The module was loaded dynamically.

martinhsv commented 1 year ago

Hello @tacerus ,

Are you using lmdb? If so, there is a known crash scenario if the file location is one that the process does not have sufficient permissions to write to. See https://github.com/SpiderLabs/ModSecurity/issues/2755. If that sounds like your situation, likely the simplest resolution is to use the nginx configuration item 'working_directory' (https://github.com/SpiderLabs/ModSecurity/issues/2755#issuecomment-1150059329).

If that is not your issue, then ...

The message about 'HTTP/2 stream 1' might be an indication that HTTP/2 is a factor in causing the problem. If so, you could try experimentally allowing only HTTP/1.1. On the other hand the HTTP/2 could be a merely consequence of the crash. Are you able to supply a stack trace from the core dump?

tacerus commented 1 year ago

Hi @martinhsv, thank you for getting back!

I am not using lmdb, however I have compiled ModSecurity with lmdb support.

As for HTTP/2, I actually thought of that as well and did try to connect with curl's --http1.1 and --http1.0, which resulted in a slightly different client side error message (which I unfortunately not saved) but the same server side crash.

I now recompiled ModSecurity as well as the dynamic module without lmdb support - and I can no longer reproduce the worker crashes! I assume we can conclude it to #2755, which you linked, then?

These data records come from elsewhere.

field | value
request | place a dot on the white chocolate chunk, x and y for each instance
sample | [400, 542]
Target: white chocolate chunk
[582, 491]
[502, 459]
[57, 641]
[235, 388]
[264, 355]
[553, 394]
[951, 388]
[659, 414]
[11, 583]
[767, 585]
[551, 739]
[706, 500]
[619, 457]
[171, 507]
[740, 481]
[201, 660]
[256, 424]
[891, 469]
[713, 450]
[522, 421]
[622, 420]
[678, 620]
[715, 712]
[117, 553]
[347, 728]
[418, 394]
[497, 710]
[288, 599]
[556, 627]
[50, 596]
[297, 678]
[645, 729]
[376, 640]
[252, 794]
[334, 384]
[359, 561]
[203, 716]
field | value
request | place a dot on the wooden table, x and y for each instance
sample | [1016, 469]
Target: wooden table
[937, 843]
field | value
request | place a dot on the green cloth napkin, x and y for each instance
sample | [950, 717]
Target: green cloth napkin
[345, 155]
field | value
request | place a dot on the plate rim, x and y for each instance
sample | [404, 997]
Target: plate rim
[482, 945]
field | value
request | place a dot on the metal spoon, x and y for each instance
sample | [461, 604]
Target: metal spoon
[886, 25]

But if you'd like, I can try it again with lmdb and with nginx's --debug configure option to supply a stack trace!

Whilst my core dump issue is presumably solved now, I still have the issue with it not printing any log output:

SecRuleEngine On
SecDebugLog /var/log/nginx/modsecurity/debug.log
SecDebugLogLevel 9
SecAuditEngine On
SecAuditLogType Serial
SecAuditLogStorageDir /var/log/nginx/modsecurity/audit/

$ ls -al /var/log/nginx/modsecurity/
total 0
drwxr-xr-x 1 nginx root    28 Aug 13 09:42 .
drwxr-xr-x 1 root  root 10028 Aug 13 00:00 ..
drwxr-xr-x 1 nginx root     0 Aug 13 09:42 audit
-rw-r--r-- 1 nginx root     0 Aug 12 17:20 debug.log

Should I move this to a separate issue? I assume it's not related.

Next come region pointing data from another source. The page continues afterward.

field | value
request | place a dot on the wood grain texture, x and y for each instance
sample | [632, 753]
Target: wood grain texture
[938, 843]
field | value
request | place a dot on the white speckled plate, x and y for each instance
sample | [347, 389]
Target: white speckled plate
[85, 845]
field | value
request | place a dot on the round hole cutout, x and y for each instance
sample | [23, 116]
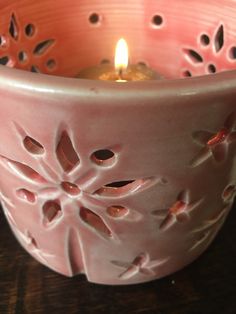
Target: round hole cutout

martinhsv commented 1 year ago

Hello @tacerus,

Given your use of italics ('using'), I'm assuming you mean that you don't care about using the functionality provided by lmdb. But of course if ModSecurity has been built with '--with-lmdb' and one or more relevant rules are triggered (which, as I recall, would likely be the case based on the rule set that you cited), then ModSecurity will use lmdb. (That's probably understood by you but I thought I'd be explicit for anyone else reading this item.)

Note that for audit log, you have specified SecAuditLogStorageDir. However, that configuration item is relevant only if using SecAuditLogType Concurrent. Since you are using SecAuditLogType Serial , you need to use SecAuditLog for the audit log file location.

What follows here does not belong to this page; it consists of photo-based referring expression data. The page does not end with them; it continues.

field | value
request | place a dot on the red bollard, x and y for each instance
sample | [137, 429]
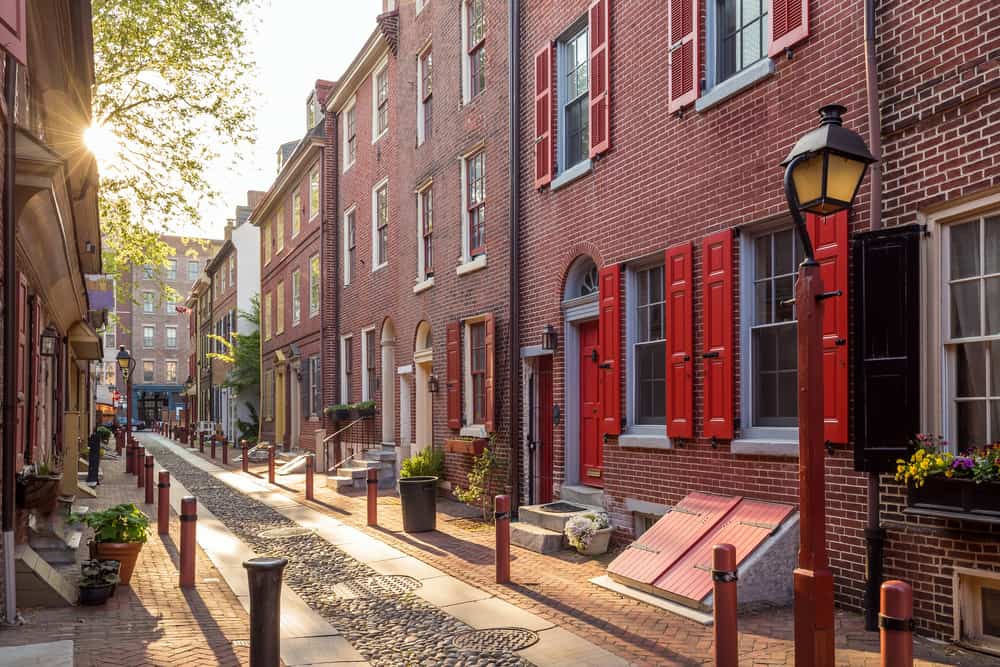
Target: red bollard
[895, 624]
[373, 496]
[502, 555]
[163, 511]
[727, 643]
[310, 464]
[189, 519]
[148, 472]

I have only ever seen failures to write to the debug log when there are permissions issues. If you want those particular locations, that's something you can check. (Incidentally, there is no need to pre-allocate the files yourself; ModSecurity will create them at the specified locations on startup if it has permissions to do so.)

I personally always use:

SecAuditLog /var/log/modsec_audit.log

and

SecDebugLog /var/log/modsec_debug.log
tacerus commented 1 year ago

Actually, I did not realize some of my rules were utilizing lmdb! and I missed that SecAuditLogStorageDir was only compatible with SecAuditLogType Concurrent. Very helpful - thank you very much!!